Ils ont été bien sages !
Justice au singulier - philippe.bilger, 17/04/2012
Certes, il y avait quelque chose de forcément scolaire dans l'émission animée sur France 2 par Yves Calvi dont le talent décidément est indéniable avec un mélange d'urbanité et d'autorité.
Bien sûr, tous les candidats n'étaient pas présents. Nicolas Sarkozy, François Hollande, Marine Le Pen, Jean-Luc Mélenchon et François Bayrou manquaient à l'appel mais ceux qui ont soutenu leur cause l'ont fait d'une manière qui n'était ni médiocre ni indigne.
Les quatre thèmes proposés étaient sans surprise même si à nouveau le plan économique, financier et social avait la part du lion avec l'inévitable dégagement sur l'immigration. Mais rien sur la politique internationale, rien surtout sur la Justice et l'Etat de droit comme s'il n'y avait pas là un double enjeu capital pour le quinquennat à venir.
Pour ce dernier domaine d'ailleurs, il me semble que les contributions essentielles au cours de cette campagne ont été le fait de François Hollande, par l'entremise d'André Vallini dont j'ai toujours apprécié, quelles que soient nos divergences judiciaires, l'intelligence, l'équilibre et la rectitude (Le Monde), et de François Bayrou qui à ma connaissance a été le seul à consacrer un discours intégral à l'Etat de droit et à la moralisation de la vie publique. La démarche de Nicolas Sarkozy m'est davantage apparue, en dernière extrémité, comme une frénésie démagogique puisant à tout va dans le vivier du FN pour complaire à des électeurs plus soucieux du droit de la force que de la force du droit.

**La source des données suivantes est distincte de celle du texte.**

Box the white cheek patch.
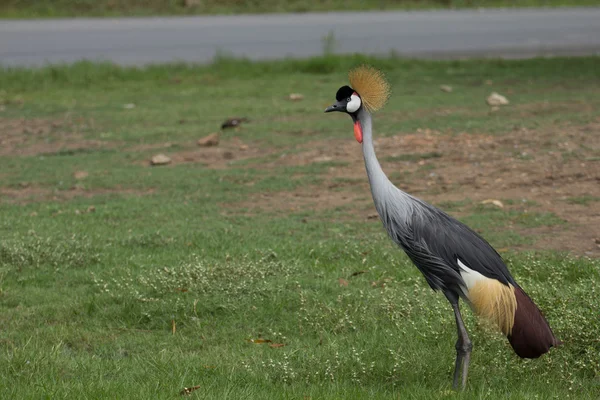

Ecoutant ces dix personnalités, j'ai évidemment été frappé par le hiatus entre des discours globalement raisonnables et responsables et des interventions de rupture ou d'étrangeté comme celle de Jacques Cheminade.
Nathalie Arthaud et Philippe Poutou, fidèles à une ligne férocement anticapitaliste, ne nous ont pas trompés avec une prévisibilité rassurante et des propos, une fois comprise la musique de détestation, que nous aurions pu les uns et les autres anticiper. Il y a du conformisme dans le registre révolutionnaire quand il ne dévie pas d'un pouce de son paroxysme vindicatif.
Le porte-parole de Jean-Luc Mélenchon, avec une légère condescendance pour ceux qui ne pensaient pas comme lui, mêlait une volonté de fiabilité technique à un désir de bouleversement social. Une sorte de classicisme rude et abrupt qui tentait de se distinguer, dans un chemin très étroit, de la gauche trop réaliste et de l'extrême gauche trop subversive.
Je n'oublie pas Eva Joly dont je continue à considérer que son emploi de la langue française, et non pas son accent qui nous indiffère, est très préjudiciable à l'écoute et à la compréhension de sa cause. J'ai scrupule à accabler encore davantage la représentante d'EELV mais après tout comment ne pas percevoir comme un masochisme politique suicidaire ce chemin de croix qui l'entraîne vers le premier tour ?
En dehors de cette exception si négative au détriment de l'écologie, j'ai noté les formidables progrès des uns et des autres dans la communication politique et médiatique. Rien à voir avec les débuts et les débats hésitants des origines. Certes, chacun avec sa psychologie personnelle. Nathalie Arthaud veut dévorer la société injuste et elle ne lui fera pas grâce. Il y a une gouaille terriblement cruelle dans son attitude tandis que Philippe Poutou développe avec ironie et une timidité maintenant très calculée des analyses délibérément simplistes.
Ils ont tous appris. Sous la férule aimable d'Yves Calvi, ils ont été bien sages. Ce qui démontre qu'il est possible, quand on traite avec respect et politesse, de favoriser respect et politesse. Au moins dans l'apparence.
C'est le premier pas de la démocratie.